Enzo Gambaro è sicuramente uno dei più grandi talenti calcistici che la Val Polcevera abbia regalato. Più di cento presenze nel massimo campionato italiano, due Scudetti e una Supercoppa italiana con il Milan, una Coppa Italia vestendo il blucerchiato della Sampdoria e Coppa e Supercoppa d’Austria con la maglia dello Sturm Graz.

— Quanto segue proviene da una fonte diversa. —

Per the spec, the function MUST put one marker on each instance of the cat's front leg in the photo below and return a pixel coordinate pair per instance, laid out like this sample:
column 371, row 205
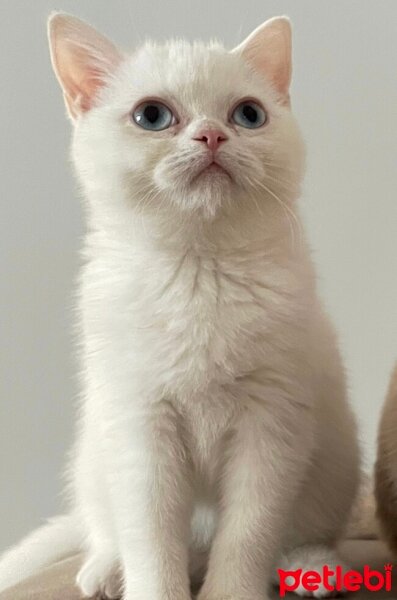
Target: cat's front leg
column 265, row 461
column 149, row 484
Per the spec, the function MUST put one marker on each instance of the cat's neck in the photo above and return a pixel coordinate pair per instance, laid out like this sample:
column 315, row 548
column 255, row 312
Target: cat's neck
column 254, row 225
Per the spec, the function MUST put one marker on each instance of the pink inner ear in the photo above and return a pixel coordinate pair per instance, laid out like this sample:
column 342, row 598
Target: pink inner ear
column 82, row 59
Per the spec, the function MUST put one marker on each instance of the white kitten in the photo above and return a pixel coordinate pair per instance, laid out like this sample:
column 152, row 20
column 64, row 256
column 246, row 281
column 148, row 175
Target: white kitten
column 215, row 436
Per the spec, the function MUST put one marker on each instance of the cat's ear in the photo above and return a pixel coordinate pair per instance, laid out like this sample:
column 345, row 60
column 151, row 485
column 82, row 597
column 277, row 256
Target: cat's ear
column 82, row 60
column 268, row 50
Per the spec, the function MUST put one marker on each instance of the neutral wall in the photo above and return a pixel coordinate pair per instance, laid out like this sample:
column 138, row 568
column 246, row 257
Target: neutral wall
column 345, row 95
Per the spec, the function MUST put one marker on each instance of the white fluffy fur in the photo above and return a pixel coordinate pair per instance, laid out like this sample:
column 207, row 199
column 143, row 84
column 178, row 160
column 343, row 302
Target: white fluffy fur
column 214, row 435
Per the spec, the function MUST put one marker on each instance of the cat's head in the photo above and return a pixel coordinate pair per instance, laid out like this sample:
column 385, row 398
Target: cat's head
column 192, row 127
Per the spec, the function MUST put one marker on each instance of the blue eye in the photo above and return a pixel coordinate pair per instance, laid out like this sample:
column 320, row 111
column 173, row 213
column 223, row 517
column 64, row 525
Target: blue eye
column 153, row 115
column 249, row 114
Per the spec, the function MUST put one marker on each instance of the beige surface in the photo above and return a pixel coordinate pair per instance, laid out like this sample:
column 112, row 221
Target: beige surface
column 57, row 582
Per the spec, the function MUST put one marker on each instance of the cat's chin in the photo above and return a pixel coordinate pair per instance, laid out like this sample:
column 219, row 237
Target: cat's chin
column 212, row 173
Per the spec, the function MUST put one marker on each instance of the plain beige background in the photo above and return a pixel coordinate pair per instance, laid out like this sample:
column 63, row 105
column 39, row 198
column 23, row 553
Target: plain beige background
column 345, row 95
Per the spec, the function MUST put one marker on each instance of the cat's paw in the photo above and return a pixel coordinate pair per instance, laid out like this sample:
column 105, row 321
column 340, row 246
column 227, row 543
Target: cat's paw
column 100, row 577
column 311, row 558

Ma come è stato il passaggio alla Samp per uno che da ragazzo è cresciuto al Ferraris guardando le partite del Genoa? «Giocare e crescere con la maglia della Sampdoria è stato fantastico. E’ vero, da bambino andavo allo stadio per seguire i miei idoli Pruzzo e Damiani che allora indossavano la maglia rossoblu, ma se avessero giocato nella Samp sarebbe stata la stessa cosa».

Nella vita di Enzo però c’è stato un salto ben più grande, perchè per uno abituato alla tranquillità dell’Appennino non è facile trovarsi catapultato a Milano, anche se lui non sembra averne sofferto più di tanto se è vero che, come detto, con la maglia rossonera ha messo in bacheca due Scudetti. «Ma la città dove mi sono trovato meglio dopo Genova è stata Parma», afferma Gambaro.
Nel corso della sua carriera ha avuto modo di lavorare con alcuni dei più importanti allenatori italiani, tra cui Fabio Capello, ma ne ricorda con affetto soprattutto altri: «Ho avuto l’onore di essere allenato da mister molto importanti, i migliori sono stati sicuramente Scala, Lippi e Pippo Marchioro. E Franco Bertolla, mio primo allenatore nella Samp, a livello giovanile è stato un genio».

Oggi Enzo Gambaro mantiene ancora rapporti con il territorio che lo ha visto nascere e crescere? «Pontedecimo l’ho sempre vissuta poco, non ero mai presente a causa di tutti i miei impegni calcistici, ma sono sempre rimasto affezionato a Serra Riccò e alla zona di Orero».
Nella sua lunga carriera, come abbiamo detto, ha avuto modo di vincere tanto, quali sono i traguardi che ricorda con maggiore affetto? «Al primo posto metto l’esordio in serie A avvenuto il 17 febbraio 1985, un ricordo indelebile. E la promozione in serie A raggiunta con il Parma nel 1990. Proprio aver lasciato i gialloblu è il più grande rammarico».